Bioluminescence! Lagoon Of The Indian River

I grew up along the lagoon of the Indian River and always took bioluminescence in the water for granted.

As a young man, I sailed late at night. The trail of my boat shone through bioluminescence, a phenomenon I had never experienced before. What happened then is to make this veil that I will never forget.

A large tarpon swam along the boat. He shone strong enough that I could see his scales, and his large eye. Then he turned away and disappeared into the dark water.

What is bioluminescence?
Think about how fireflies glow. It is bioluminescence: the light of a biological source. It is not the reflected light, but the light from within.
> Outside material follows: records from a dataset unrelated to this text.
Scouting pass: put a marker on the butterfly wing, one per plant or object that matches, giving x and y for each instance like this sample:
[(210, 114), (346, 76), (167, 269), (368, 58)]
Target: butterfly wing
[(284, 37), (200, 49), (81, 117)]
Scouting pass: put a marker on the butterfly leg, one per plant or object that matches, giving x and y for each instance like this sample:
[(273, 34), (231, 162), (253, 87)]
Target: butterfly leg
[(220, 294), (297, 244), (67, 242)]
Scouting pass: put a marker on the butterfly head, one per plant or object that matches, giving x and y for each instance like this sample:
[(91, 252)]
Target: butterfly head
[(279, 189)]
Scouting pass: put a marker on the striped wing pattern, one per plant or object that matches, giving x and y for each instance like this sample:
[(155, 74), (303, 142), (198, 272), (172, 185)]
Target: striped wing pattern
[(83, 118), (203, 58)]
In the lagoon of the Indian River, the Plankton, which naturally grows in salt water, can produce its own light. The good news is that algal blooms that bring summer bioluminescence to the lagoon are not a Problem. After a few days of Still Water, the blue light appears.

According to this article by Florida Sea Grant, Noctiluca dinoflagellates produce the light we see in the water on some quiet summer nights. Why do they shine sometimes and not others? They emit light when disturbed, as when pursued by a fish.

Bioluminescence in waves
I would not live another glowing fish for many years, and this time I could share the experience with Sandy. We were living in a second floor apartment when one night I started to see what looked like light waves in the lagoon.

The darker the night became in the course of the hours, the clearer became the blue light peaks on the waves. When I pointed this out to Sandy, she said that she had never seen bioluminescence in the water in person.

As we grabbed the camera, we descended to the sea wall to take a closer look. As we approached the edge of the wall, a small fish bank had to see our shadow and jumped up. You could see their glowing forms in the water, illuminated by the Plankton they disturbed.

Since Sandy remained motionless, I moved away from the water’s edge and moved further along the dike before returning to the water’s edge. He worked. When the fish believed that I was above them, they swam towards her and gave her a much better view of them shining as they swam through.

Paddling through bioluminescence
We live not far from the place where the lagoon of the Indian River and the lagoon of the mosquitoes are connected by the artificial transport channel. Mosquito Lagoon is also considered part of the Indian River Lagoon.

As the rivers here are surrounded by Merritt Island National Wildlife Refuge and Canaveral National Seashore, this particular part of our Region is free of most external light sources. This makes it a great place to see bioluminescence.

One of my favorite places to see this summer glow is a simple paddle from bers Cove, from the boat ramp on the southwest side of the canal.

From this ramp you paddle east through the canal. It is important to be a strong Paddler as the current in the Cup is very strong during tidal changes.

While paddling in the Haulover Canal, pass the drawbridge and pass the manatee viewing platform. Look for an opening on the north side of the canal on the left.

This opening leads you into a large area of semi-sheltered apartments. When the Intracoastal Waterway was dredged, the Corps of Army Engineers created a series of loot islands. These islands protect these shoals from the deep waters of the lagoon.

I have been here several times to see the water shining from the bioluminescence. I was never alone here. Guides and locals know that this is a great place to see this natural phenomenon.

Just like watching the stars, I always had my best experiences later at night. It starts with a slight glow in the water, often weak enough that you do not know if it was that. Slowly the lighting becomes brighter.

The vortex generated by my paddle becomes a glowing rotation and only a single drop of water from my paddle forms a glowing Ring like the waves of water.

On one of my paddling pools traveling here, in the distance, a thunderstorm prepared. Of course, the guides were the first to get their groups safely out of the water. The Rest of the paddlers followed slowly.

My friend and I agreed that the storm was probably north of New Smyrna Beach, more than 20 miles away, and we could see that it was traveling east to West, not south to us. We decided to paddle near the canal entrance, where we could escape quickly if necessary.

Then we sat down and watched the storm in the distance. She was beautiful. I have never seen or experienced anything like this before. When the sky and clouds lit up with lightning, they reflected on the water in the form of a mirror.

Bioluminescent Paddle Round
The following tour operators in our Region offer paddle tours so you can see the bioluminescence on the Indian River Lagoon. We are not affiliated with any of them and we have not participated in their tours.